6. Splunk Application Performance Monitoring (Splunk APM): Splunk APM provides performance monitoring and troubleshooting for cloud native applications. It provides high fidelity tracing based on 100% of data, and enables real-time alerting via the Splunk streaming architecture.
7. Splunk IT Service Intelligence (Splunk ITSI): Splunk IT Service Intelligence (ITSI) collects data from IT services and predicts incidents before they happen. It performs real-time predictive analytics on operational data based on machine learning.
8. Splunk User Behavior Analytics (UBA): Splunk UBA can discover hidden threats by establishing behavioral baselines for users, devices, and applications, and identifying anomalies even if they don’t meet any known threat pattern.

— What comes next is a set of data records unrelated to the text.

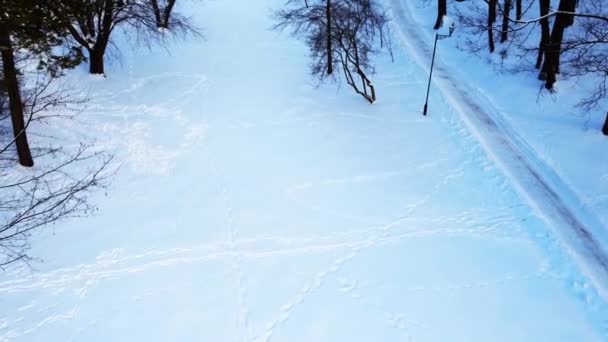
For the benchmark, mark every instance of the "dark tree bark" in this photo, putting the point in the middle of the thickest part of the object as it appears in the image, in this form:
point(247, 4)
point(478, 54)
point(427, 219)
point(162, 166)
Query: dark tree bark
point(162, 16)
point(156, 10)
point(545, 35)
point(518, 9)
point(167, 13)
point(504, 34)
point(491, 20)
point(330, 62)
point(92, 26)
point(554, 48)
point(96, 61)
point(14, 95)
point(442, 10)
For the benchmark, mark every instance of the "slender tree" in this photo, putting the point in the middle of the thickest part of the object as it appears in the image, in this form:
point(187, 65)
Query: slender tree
point(358, 31)
point(162, 12)
point(11, 84)
point(553, 50)
point(330, 62)
point(442, 11)
point(491, 20)
point(518, 9)
point(506, 12)
point(545, 37)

Does Splunk have competitors?
Other important factors to consider when researching alternatives to Splunk Enterprise include search and dashboards. We have compiled a list of solutions that reviewers voted as the best overall alternatives and competitors to Splunk Enterprise, including Sematext, Datadog, Mezmo, Loggly, Sumo Logic, Dynatrace, Elastic Stack, New Relic, Graylog, AppDynamics etc.
How is Splunk better than other tools?
Splunk provides a wide range of tools for analyzing and visualizing your data fast and at scale. This way, you identify patterns, detect anomalies and make informed decisions. At its core, Splunk provides capabilities such as: Unified security and observability.